Toward the end of my time in Iraq, I recall chatting with a Lebanese woman who was providing humanitarian aid. She (and others) explained to me that if Saddam’s son, Uday, happened to be travelling anywhere near where you lived, you kept your daughters inside to prevent him from capturing them as his sex slaves. I visited one of Uday’s palaces—his love shack—where the soldiers found sex slaves locked in a room when they liberated the country. These women were lucky to have lived: Uday was known to be impotent, and would often kill the women he kidnapped, blaming them for his own failure. Of course, Uday was not the only rapist in the regime: Saddam officially sanctioned rape as a punishment in his now famous rape rooms.
Yet the Reuters article makes no mention of any of this.
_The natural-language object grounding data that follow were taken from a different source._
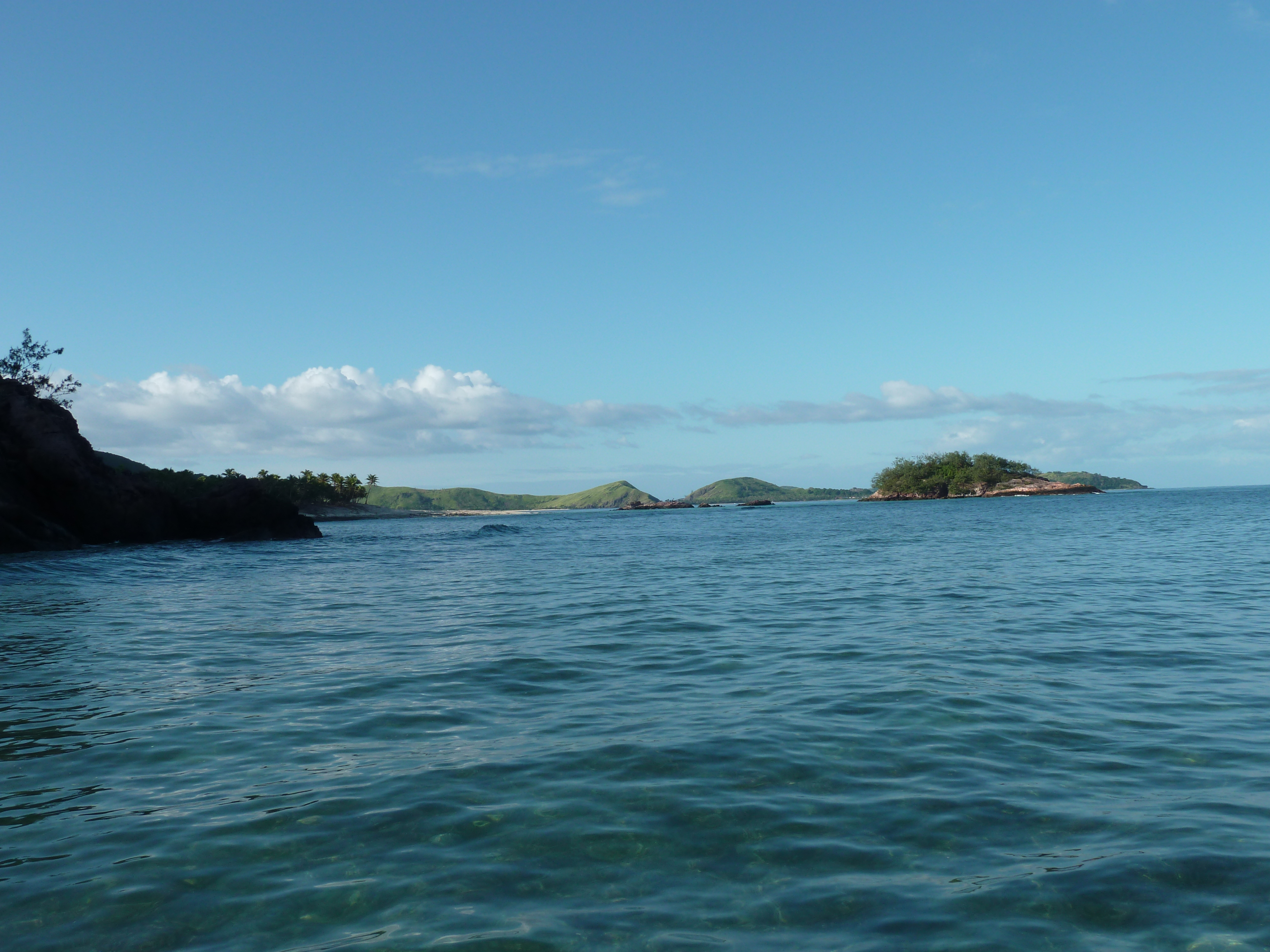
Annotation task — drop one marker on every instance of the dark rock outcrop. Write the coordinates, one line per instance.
(671, 505)
(55, 493)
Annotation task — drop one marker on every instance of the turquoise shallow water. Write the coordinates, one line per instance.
(1009, 724)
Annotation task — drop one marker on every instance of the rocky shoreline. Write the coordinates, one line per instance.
(57, 494)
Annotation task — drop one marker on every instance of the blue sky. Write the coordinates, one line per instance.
(679, 242)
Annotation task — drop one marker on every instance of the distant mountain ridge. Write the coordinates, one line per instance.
(1094, 479)
(608, 497)
(745, 489)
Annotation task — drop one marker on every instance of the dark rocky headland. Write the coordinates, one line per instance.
(55, 493)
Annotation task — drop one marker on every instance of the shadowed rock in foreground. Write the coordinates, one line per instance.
(1018, 487)
(55, 493)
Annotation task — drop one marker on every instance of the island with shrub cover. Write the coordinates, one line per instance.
(958, 475)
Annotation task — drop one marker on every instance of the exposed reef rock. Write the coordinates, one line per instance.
(55, 493)
(1019, 487)
(671, 505)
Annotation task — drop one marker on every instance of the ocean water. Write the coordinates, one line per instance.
(1006, 724)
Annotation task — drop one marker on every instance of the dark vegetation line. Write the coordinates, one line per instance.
(308, 488)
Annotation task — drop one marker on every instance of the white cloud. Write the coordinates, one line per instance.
(901, 400)
(340, 413)
(615, 178)
(347, 413)
(1238, 381)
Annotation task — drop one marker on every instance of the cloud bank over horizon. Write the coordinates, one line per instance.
(338, 413)
(350, 413)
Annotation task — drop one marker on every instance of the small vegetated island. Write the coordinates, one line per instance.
(961, 477)
(747, 489)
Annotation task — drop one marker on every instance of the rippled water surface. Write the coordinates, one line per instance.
(1008, 724)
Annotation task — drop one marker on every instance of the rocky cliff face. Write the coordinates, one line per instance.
(1022, 487)
(55, 493)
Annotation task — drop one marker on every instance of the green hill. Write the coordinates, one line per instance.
(744, 489)
(1094, 479)
(608, 497)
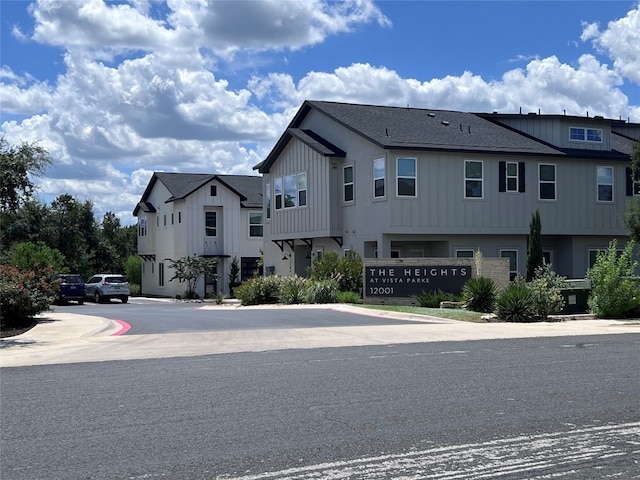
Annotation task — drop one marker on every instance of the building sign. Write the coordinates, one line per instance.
(410, 280)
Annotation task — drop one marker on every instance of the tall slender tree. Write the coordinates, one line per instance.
(535, 257)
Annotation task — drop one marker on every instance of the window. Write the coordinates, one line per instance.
(142, 227)
(347, 183)
(268, 200)
(406, 175)
(605, 184)
(277, 191)
(511, 177)
(512, 255)
(547, 181)
(290, 191)
(255, 224)
(472, 179)
(302, 189)
(378, 178)
(210, 224)
(579, 134)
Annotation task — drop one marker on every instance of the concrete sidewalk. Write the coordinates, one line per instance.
(72, 338)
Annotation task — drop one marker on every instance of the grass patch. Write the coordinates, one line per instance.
(449, 313)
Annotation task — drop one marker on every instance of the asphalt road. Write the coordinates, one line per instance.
(537, 408)
(153, 317)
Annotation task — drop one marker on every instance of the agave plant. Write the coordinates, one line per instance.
(479, 294)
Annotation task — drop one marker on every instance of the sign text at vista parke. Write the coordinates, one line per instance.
(410, 280)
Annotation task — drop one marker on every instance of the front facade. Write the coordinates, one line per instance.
(183, 214)
(393, 182)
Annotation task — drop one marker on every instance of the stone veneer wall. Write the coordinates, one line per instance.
(495, 268)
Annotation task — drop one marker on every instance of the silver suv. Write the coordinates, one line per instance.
(105, 286)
Rather it quotes the report for the following offenses: "Women have been subjected to sexual threats by members of the U.S.-led forces and some women detained by U.S. forces have been sexually abused, possibly raped[.]" Any crimes committed by U.S. soldiers should be seriously examined and, if proven, punished, but the hedge word "possibly" means that Amnesty didn’t have particularly solid evidence regarding the more serious of the allegations. Under Saddam, rape was officially sanctioned, and there is no question that it occurred regularly. How then can conditions be the same?
Amnesty also cites increased violence, which keeps women from working or going to school. I personally travelled throughout Iraq, and I just didn’t see this. I saw girls going to school in increased numbers, largely because of improvements made to the school facilities. I saw people going about their daily lives in the face of random violence. More recently, it was the women who shamed the men by going out to vote in large numbers in the violent centers of Fallujah and Sadr City while the men stayed home.
The article also fails to mention the increased political role that women have gained: women now constitute roughly 25% of the legislature. You get the idea. Women have a long way to go in Iraq to achieve meaningful equality, but that does not mean that they have not made any progress since Saddam was removed, and it takes a demonstrably skewed perspective to suggest otherwise.